That's OK, though. Ask Coker's teammates and coaches about him, and they'll tell you plenty — and it's all good.

Head coach Kirk Ferentz says Coker is "very attentive" and has a "good football aptitude." Safety Tyler Sash noticed a "certain demeanor" about the Beltsville, Md., native as soon as he joined the team.

Julian Vandervelde makes a more straight-forward assessment.

"[Coker's] more of a 'just shut your mouth and do your work' kind of guy, which is really what we look for," the senior offensive lineman said.

If recent performances against Indiana — and Coker's recent increased workload — are any indication, he may get plenty of work Saturday.

The 15th-ranked Hawkeyes (6-2, 3-1 Big Ten) will play the Hoosiers (4-4, 0-4) at 11:01 a.m. (CDT) Saturday at Memorial Stadium in Bloomington, Ind. The game will be televised live on the Big Ten Network.

In Iowa's 2008 trip to Bloomington, then-true freshman Jewel Hampton ran for 116 yards and three touchdowns on 22 carries in relief of Shonn Greene as the Hawkeyes rolled to a 45-9 victory.

Last season's encounter was a bit more dramatic. Iowa needed a 28-point fourth quarter to claim a 42-24 comeback victory, but true freshman Brandon Wegher ran the ball 25 times for 118 yards and — again — three touchdowns.

Will history repeat itself Saturday — this time in the form of Coker?

Maybe. Maybe not.

For now, teammates, such as Vandervelde, are happy to be playing on the same side as him. The left guard has been most impressed with the 6-0, 230-pounder's physicality.

Coker has only touched the ball in two games, but has totaled 100 yards on 26 carries while backing up first-stringer Adam Robinson.

"We all knew that he had skill," Vandervelde said. "I don't think anybody knew how tough of a runner he was going to be.

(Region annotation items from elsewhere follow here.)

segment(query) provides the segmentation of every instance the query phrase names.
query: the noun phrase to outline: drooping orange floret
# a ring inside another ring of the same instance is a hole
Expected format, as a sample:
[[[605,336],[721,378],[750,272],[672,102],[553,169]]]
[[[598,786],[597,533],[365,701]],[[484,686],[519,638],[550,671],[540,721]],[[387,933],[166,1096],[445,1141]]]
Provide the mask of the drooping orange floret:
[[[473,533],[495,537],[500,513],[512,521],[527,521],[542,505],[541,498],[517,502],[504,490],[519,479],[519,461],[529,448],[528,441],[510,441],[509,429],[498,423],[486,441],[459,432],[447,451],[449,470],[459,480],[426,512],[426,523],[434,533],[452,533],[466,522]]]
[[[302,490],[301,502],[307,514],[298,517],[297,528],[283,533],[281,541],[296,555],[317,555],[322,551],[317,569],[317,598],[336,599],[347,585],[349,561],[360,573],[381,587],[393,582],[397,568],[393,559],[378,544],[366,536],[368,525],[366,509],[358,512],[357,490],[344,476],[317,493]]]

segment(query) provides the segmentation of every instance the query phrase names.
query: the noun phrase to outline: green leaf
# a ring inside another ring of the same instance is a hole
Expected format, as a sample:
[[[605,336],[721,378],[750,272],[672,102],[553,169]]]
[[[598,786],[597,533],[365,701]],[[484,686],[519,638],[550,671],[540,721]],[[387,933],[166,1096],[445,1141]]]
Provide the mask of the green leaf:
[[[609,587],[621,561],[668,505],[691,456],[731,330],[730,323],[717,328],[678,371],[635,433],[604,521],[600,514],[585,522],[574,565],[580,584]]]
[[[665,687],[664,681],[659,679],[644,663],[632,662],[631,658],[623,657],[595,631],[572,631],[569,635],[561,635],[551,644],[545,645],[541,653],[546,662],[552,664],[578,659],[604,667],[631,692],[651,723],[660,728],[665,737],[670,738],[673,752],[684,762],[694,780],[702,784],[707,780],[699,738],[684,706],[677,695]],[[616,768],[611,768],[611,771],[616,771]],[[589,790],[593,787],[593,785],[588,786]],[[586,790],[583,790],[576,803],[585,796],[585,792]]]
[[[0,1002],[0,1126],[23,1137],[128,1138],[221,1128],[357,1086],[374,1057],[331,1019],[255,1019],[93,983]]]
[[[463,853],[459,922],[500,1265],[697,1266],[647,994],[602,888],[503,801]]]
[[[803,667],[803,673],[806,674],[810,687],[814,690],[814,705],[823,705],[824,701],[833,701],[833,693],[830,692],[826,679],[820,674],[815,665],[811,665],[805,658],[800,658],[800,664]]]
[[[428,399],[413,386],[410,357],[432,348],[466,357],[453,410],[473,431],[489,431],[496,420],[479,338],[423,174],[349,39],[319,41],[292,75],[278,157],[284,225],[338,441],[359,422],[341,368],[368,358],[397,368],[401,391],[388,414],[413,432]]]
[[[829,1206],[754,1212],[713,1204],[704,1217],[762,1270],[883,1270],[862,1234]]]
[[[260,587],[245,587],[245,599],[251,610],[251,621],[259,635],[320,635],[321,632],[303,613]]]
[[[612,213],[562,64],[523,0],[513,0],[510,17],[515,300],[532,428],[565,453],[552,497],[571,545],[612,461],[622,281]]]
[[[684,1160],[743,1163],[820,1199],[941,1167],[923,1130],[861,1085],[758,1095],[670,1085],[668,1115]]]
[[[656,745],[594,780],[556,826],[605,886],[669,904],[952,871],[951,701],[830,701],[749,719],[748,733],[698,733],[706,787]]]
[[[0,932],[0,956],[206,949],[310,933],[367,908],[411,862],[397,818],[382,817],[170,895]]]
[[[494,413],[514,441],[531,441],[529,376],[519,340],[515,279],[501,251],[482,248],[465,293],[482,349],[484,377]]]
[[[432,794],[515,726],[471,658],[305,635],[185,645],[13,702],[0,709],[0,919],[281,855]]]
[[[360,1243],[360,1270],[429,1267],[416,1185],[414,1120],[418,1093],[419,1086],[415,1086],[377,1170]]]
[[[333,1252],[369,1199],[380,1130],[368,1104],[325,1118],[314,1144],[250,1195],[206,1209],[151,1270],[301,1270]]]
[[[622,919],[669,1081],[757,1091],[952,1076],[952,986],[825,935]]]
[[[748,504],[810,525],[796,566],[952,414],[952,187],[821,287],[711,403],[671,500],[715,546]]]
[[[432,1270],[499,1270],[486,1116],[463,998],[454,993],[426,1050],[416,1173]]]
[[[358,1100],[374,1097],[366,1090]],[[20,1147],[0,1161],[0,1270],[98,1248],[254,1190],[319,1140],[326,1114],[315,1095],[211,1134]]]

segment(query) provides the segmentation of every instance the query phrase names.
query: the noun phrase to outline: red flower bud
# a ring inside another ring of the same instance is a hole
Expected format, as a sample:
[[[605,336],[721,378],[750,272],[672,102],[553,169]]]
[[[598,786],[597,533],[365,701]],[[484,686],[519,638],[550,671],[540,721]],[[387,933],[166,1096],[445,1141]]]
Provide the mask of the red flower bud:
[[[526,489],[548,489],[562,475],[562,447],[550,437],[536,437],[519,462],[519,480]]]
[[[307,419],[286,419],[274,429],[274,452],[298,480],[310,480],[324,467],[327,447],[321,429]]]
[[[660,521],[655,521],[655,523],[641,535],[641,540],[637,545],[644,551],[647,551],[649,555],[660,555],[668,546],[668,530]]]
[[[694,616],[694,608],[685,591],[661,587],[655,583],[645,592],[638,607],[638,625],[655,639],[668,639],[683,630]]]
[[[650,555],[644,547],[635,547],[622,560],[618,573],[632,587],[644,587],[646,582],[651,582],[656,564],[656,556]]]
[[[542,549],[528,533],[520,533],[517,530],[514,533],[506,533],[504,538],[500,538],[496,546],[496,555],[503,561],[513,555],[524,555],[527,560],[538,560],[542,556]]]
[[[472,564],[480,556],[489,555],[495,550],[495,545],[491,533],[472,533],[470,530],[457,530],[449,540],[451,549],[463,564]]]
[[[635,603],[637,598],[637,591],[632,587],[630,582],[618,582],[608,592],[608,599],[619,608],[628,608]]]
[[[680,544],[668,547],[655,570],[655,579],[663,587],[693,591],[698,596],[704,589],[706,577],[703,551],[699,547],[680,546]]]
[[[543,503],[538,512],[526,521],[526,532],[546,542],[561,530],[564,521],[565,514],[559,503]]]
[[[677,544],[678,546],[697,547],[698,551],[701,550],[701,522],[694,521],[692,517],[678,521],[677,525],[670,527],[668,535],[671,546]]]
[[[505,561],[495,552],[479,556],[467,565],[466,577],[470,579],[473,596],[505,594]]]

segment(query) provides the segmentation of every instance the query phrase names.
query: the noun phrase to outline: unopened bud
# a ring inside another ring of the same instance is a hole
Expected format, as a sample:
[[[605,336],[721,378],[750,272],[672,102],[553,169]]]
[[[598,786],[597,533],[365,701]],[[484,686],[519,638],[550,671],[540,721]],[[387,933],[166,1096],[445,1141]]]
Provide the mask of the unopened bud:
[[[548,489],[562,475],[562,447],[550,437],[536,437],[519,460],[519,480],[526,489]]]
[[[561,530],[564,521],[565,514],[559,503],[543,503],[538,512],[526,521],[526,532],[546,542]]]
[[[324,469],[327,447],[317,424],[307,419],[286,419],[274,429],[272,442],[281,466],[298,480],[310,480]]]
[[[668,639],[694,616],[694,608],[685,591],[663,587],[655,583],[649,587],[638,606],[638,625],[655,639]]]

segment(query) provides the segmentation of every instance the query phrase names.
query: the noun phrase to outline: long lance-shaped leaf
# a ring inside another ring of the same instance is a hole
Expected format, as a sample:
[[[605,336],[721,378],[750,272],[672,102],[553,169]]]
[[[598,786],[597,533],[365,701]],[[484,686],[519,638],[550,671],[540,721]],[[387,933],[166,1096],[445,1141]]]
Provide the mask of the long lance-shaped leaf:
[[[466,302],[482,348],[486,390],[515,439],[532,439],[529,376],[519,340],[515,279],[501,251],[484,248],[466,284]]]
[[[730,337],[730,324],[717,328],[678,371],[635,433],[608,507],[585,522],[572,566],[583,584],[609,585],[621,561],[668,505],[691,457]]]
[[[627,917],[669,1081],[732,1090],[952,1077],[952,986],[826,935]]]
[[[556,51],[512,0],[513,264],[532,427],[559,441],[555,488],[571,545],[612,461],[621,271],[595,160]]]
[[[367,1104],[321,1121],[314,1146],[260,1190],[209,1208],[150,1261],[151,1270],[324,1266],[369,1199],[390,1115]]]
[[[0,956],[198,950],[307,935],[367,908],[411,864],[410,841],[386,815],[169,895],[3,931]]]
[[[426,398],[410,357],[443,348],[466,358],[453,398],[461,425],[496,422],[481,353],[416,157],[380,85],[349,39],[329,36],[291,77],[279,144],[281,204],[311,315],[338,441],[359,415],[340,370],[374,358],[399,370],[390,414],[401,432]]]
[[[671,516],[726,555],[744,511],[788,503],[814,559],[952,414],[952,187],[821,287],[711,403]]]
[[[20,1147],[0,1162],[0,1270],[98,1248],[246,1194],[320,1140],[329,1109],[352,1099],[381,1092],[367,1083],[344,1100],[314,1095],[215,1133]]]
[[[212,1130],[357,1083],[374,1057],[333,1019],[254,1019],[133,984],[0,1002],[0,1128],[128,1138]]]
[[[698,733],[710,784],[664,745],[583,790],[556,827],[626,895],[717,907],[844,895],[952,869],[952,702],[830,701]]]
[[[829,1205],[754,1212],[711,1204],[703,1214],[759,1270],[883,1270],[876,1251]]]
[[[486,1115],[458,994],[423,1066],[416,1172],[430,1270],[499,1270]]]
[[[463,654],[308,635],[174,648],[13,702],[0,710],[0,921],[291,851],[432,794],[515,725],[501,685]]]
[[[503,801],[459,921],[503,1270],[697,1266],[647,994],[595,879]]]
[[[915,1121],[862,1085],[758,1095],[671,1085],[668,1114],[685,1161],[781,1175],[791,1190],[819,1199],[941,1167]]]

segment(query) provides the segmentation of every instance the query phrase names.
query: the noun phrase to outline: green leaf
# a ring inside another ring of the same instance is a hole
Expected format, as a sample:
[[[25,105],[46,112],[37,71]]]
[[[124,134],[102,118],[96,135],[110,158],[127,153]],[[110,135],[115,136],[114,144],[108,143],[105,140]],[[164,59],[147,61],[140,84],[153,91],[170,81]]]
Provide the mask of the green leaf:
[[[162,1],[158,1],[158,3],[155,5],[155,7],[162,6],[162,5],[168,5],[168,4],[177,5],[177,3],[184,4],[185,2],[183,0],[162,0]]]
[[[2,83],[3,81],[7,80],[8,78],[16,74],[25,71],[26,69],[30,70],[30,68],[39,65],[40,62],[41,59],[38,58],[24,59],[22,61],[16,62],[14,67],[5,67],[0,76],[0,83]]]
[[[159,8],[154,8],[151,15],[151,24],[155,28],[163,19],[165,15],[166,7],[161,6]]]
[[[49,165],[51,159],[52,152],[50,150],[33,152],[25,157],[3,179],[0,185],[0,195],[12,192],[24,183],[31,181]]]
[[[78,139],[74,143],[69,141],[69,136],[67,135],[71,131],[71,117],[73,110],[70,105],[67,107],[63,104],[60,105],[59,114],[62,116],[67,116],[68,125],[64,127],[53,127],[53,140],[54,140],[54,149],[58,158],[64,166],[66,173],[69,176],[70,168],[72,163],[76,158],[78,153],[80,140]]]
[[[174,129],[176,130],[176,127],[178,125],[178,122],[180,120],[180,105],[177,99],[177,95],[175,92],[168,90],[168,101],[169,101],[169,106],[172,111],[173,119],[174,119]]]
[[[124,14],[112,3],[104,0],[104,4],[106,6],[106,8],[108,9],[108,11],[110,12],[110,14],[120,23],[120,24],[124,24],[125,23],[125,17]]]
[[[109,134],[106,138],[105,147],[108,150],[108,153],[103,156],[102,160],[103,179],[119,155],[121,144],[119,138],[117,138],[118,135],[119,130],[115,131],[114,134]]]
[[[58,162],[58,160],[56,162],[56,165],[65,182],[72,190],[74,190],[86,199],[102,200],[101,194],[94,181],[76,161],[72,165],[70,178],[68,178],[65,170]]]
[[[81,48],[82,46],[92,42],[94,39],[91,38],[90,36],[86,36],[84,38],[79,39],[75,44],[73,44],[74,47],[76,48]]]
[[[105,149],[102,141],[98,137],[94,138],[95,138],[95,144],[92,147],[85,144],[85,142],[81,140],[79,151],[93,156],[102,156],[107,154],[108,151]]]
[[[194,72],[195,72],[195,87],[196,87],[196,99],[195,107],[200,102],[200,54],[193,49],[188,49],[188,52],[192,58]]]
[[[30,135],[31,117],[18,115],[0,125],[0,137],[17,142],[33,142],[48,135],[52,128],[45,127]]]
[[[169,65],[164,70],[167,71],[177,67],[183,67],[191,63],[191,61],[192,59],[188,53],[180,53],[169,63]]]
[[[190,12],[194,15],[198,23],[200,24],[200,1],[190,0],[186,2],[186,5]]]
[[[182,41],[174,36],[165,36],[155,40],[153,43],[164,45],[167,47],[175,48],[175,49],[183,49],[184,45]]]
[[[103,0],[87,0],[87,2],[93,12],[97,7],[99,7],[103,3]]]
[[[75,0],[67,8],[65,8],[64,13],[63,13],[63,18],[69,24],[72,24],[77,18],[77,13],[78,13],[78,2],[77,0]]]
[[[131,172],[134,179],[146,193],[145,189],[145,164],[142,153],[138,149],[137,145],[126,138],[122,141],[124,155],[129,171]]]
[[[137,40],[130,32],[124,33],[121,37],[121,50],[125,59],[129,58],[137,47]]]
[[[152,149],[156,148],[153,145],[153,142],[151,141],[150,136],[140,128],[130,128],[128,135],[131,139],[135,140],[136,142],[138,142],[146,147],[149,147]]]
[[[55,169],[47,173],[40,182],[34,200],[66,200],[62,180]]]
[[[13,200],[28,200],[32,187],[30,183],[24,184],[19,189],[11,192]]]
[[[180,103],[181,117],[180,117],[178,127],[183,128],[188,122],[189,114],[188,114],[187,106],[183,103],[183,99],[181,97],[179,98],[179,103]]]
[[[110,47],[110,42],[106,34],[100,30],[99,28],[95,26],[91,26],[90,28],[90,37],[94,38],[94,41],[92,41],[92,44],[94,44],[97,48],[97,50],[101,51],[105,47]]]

He looks so hard to bring down out there.

"I'm glad I'm not trying to tackle him."

With Coker missing the majority of preseason camp with a shoulder injury, that bruising style went unseen by much of the team for quite some time.

Ferentz called Coker's missed time "the equivalent of like eight weeks during the season because of the amount of practice time you have in camp," but he said the freshman's attention to detail and diligence has allowed him to catch up in recent weeks.

Tight end Allen Reisner drew a parallel between the work ethic of Coker and the work ethic of ex-Hawkeye lineman Bryan Bulaga, who now plays for the Green Bay Packers.

"I think Marcus is going along that road too. He's done well," Reisner said. "Adam [Robinson] gets all the carries, but Marcus is in there paying attention in the film room, too."

Ferentz noted that confidence can sometimes be the biggest issue for a true freshman, but Vandervelde doesn't think that should be the case for Coker.

"If Marcus needs any confidence, he just has to go back and look at his game film already.
"He still needs to work on his reads, and there are things that a freshman can improve on, obviously. But there are things that all of us can improve on," Vandervelde said. "I think he's playing as well as any freshman I've ever seen start here."